If the real goal of a climb is not to get to the top but
return safely, why go at all? What makes a seemingly intelligent person willing
to take a risk for goal with no practical value?
Why engage in a pursuit that can only be considered frivolous and selfish when
compared against the impact of a loss of life.
There is no goal that is at the same time more real and more abstract than the
top of a mountain. Maybe some of the answers lie therein.
A summit of a mountain is a clearly definable objective that can be reached only
by dedication, good planning, hard work and luck. The first look at a big
mountain fills you with fear: It's impossibly huge, no human belongs there.
But to control your fear, you think of the mountain as steps, and taking one at
a time, you find there is no single step you cannot make. You keep moving upward
until every direction leads you down and you realize, after a moments confusion,
that you're at the top.
There were no impossible obstacles, the only barriers were in your mind.
Mountains are permanent and indifferent, they can't be conquered. What you
conquer are your fears and you perceived limitations.

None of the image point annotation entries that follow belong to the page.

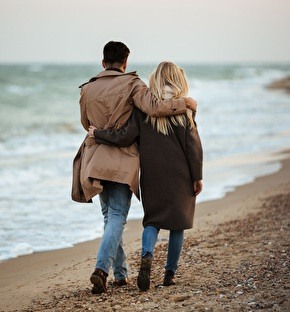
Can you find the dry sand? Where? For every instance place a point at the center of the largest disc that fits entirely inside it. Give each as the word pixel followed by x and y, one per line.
pixel 236 258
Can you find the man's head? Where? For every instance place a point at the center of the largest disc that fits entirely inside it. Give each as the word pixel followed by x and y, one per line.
pixel 115 55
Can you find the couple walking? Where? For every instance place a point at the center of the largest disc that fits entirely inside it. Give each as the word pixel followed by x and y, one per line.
pixel 131 127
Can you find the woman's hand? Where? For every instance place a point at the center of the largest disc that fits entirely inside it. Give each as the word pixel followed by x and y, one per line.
pixel 197 187
pixel 91 131
pixel 191 104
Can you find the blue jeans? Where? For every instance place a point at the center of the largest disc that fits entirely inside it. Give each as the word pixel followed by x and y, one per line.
pixel 149 239
pixel 115 201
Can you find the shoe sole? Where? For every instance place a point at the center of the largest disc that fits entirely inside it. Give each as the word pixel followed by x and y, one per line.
pixel 98 287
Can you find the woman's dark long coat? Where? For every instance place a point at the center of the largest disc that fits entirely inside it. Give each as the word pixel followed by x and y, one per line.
pixel 169 166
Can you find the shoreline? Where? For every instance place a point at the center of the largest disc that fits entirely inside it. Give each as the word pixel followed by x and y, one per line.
pixel 24 279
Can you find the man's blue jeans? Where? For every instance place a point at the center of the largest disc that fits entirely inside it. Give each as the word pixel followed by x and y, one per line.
pixel 115 201
pixel 149 239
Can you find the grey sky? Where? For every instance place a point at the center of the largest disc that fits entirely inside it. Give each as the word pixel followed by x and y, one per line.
pixel 154 30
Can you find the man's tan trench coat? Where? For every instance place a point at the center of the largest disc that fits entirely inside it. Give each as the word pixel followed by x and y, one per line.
pixel 107 102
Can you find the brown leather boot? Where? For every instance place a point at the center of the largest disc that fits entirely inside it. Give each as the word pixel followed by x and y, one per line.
pixel 143 279
pixel 168 278
pixel 99 280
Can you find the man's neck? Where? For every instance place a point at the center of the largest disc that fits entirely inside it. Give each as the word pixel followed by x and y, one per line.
pixel 116 69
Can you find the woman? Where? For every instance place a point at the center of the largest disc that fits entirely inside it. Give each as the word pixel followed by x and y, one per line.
pixel 171 169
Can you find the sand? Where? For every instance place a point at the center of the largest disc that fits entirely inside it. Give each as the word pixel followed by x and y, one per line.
pixel 236 258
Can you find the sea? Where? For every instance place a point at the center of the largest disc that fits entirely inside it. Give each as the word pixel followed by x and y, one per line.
pixel 242 125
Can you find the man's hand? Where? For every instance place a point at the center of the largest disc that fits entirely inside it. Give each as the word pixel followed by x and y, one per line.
pixel 191 104
pixel 197 187
pixel 91 131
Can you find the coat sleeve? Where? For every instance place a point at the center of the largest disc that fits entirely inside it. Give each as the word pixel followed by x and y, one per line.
pixel 149 104
pixel 123 137
pixel 84 118
pixel 194 153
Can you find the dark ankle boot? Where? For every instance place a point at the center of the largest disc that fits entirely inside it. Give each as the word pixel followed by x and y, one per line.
pixel 143 279
pixel 99 281
pixel 168 278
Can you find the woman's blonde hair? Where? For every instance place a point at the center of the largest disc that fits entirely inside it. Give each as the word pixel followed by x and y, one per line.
pixel 169 81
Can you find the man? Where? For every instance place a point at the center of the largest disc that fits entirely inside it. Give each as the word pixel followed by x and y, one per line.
pixel 107 101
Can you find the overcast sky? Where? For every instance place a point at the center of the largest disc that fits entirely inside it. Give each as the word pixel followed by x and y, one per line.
pixel 154 30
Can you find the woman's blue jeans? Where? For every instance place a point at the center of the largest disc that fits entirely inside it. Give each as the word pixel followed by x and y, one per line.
pixel 115 201
pixel 149 239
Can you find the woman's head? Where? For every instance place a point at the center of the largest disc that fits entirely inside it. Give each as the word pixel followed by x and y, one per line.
pixel 168 74
pixel 169 81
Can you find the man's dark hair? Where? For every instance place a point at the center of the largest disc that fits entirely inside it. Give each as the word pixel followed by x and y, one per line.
pixel 115 51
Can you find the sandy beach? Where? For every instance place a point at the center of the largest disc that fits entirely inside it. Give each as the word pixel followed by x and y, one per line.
pixel 236 258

Easy challenges are no challenges, but harder ones come with bigger risks.
Dealing with those risks will call on dormant strengths in yourself that you
might otherwise never have discovered.
Nothing is more empowering than taking a risk and succeeding.

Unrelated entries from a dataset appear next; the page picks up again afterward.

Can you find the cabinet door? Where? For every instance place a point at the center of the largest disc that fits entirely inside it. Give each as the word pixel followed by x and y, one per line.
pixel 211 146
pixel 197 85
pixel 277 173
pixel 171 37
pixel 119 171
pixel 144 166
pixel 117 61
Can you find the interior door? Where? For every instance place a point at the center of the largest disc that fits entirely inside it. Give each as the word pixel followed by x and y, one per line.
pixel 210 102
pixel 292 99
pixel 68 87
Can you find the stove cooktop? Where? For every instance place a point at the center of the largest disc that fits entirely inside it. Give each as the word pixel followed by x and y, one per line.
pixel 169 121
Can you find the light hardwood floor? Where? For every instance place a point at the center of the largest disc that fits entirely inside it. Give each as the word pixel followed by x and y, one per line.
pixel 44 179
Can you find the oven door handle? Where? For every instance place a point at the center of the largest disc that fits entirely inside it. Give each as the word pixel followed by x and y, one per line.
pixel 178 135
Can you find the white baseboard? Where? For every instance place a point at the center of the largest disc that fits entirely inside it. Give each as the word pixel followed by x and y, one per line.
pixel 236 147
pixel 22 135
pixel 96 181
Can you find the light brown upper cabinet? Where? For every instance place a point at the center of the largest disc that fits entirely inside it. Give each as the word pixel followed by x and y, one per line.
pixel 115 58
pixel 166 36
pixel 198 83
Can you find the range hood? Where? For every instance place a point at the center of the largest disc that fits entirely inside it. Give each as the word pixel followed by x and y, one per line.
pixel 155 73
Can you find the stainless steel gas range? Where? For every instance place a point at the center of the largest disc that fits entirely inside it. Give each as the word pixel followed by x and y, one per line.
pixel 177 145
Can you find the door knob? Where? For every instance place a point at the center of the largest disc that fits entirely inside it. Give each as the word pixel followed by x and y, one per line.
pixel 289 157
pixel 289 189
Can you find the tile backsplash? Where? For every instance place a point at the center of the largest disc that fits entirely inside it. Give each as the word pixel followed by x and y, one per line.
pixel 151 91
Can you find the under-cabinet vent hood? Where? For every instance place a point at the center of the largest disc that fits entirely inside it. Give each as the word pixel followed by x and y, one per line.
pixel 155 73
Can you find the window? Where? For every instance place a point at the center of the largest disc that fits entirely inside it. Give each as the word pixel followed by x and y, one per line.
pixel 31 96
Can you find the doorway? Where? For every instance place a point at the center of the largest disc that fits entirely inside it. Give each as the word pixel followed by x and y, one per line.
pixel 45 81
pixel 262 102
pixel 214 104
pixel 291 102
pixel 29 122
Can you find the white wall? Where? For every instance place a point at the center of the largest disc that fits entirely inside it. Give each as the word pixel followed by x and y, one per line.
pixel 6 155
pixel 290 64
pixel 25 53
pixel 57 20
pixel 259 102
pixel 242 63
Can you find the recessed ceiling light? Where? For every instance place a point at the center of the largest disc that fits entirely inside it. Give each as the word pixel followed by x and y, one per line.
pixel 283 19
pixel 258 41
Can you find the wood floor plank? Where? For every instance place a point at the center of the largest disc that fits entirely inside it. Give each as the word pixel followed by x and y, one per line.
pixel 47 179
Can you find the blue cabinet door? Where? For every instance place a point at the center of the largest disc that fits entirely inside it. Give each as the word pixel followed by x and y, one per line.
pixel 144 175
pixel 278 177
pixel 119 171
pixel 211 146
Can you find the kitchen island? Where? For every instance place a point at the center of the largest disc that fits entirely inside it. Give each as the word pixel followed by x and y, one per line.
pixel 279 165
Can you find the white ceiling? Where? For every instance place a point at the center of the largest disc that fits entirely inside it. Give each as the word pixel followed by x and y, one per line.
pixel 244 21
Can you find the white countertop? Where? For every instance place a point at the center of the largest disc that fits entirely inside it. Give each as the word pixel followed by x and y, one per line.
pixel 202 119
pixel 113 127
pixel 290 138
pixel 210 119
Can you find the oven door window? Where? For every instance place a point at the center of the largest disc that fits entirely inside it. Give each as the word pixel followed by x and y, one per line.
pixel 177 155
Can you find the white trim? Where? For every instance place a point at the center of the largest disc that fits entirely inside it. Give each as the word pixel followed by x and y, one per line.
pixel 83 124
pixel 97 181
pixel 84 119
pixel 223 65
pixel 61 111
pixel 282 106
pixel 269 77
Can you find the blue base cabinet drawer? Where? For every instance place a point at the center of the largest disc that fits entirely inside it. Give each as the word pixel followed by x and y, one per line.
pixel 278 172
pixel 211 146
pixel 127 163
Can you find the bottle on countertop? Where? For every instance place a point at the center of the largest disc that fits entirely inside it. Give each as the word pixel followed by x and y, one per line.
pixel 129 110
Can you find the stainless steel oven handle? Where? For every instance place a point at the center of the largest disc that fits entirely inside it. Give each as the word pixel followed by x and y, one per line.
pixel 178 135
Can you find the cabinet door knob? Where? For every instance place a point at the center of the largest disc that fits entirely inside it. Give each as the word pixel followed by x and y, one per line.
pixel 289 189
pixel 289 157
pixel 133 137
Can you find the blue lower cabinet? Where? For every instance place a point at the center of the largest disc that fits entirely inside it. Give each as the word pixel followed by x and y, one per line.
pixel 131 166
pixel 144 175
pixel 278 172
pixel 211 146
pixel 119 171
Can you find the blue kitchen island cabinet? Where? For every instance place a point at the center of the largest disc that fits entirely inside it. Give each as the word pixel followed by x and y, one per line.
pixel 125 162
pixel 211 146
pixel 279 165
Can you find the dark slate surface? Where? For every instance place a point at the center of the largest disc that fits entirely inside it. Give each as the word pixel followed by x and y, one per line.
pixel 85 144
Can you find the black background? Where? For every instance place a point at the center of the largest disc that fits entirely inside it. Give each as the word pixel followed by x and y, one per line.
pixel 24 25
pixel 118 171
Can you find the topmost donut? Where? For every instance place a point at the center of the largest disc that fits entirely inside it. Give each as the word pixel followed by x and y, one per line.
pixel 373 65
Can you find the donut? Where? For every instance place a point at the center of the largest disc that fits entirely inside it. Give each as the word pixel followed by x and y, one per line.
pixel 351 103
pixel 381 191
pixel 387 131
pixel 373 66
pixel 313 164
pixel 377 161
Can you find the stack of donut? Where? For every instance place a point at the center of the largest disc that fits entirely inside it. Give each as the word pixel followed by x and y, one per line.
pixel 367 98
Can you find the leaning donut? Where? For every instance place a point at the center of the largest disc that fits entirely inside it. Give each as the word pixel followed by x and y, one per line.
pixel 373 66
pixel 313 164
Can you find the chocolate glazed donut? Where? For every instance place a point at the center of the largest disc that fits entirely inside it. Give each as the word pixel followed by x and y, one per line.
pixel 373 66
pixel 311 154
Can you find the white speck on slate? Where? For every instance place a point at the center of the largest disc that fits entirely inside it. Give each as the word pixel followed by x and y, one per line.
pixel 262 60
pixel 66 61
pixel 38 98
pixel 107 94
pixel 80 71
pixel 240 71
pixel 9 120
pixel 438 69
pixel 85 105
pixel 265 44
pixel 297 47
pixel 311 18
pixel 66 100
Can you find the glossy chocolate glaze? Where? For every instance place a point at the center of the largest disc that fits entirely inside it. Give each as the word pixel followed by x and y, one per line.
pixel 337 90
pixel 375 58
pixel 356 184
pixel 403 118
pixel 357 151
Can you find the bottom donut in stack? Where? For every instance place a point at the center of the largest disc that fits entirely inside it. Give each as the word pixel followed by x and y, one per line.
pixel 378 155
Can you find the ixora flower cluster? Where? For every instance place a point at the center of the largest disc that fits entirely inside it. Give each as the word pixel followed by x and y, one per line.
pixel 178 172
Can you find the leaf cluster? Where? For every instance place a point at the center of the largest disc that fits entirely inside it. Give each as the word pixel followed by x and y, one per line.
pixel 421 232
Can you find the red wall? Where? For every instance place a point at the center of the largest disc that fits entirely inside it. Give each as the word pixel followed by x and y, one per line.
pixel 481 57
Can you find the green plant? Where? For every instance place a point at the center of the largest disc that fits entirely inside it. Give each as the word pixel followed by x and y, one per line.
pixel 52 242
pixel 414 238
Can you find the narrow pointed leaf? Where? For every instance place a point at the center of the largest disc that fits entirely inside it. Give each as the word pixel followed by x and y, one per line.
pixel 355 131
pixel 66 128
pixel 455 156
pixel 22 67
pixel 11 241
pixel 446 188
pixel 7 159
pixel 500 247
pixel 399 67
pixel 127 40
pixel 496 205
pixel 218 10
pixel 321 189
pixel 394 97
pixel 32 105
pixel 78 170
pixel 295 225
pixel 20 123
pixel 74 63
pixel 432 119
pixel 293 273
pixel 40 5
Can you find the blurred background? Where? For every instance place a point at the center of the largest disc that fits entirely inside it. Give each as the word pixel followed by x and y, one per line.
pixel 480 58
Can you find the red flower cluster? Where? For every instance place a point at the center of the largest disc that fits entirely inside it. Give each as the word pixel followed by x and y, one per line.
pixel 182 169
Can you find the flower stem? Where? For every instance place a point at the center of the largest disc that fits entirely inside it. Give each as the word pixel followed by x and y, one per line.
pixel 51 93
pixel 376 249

We admire those who take great risks but if they fail do we call them foolish?
Worse, what if they die trying? Was it a stupid waste of life?
Saying "they died doing what they love" doesn't replace the sense of personal
lost.
So why do people climb?
Because climbing reduces life to it's simplest, most basic elements: food,
shelter, survival.
Humans are designed to deal with these essentials, not the trivia that fills our
everyday lives.
Climbing elevates these senses to a higher degree, emotions become intense and,
unexpectedly it is relaxing.
Challenging nature on its own basic terms and succeeding brings exhilaration on
a grand scale.
Each of us should have his or her own mountain - a testing place in any endeavor
where the goal is almost, but not quite beyond reach.
When you take a great challenge and accomplish it you discover that your
abilities are more than you ever imagined, enabling you at times to accomplish
the "impossible".
A life lived in this way is infinitely fulfilling.......
"If you have a dream, begin it.
Boldness has genius, power, and magic in it."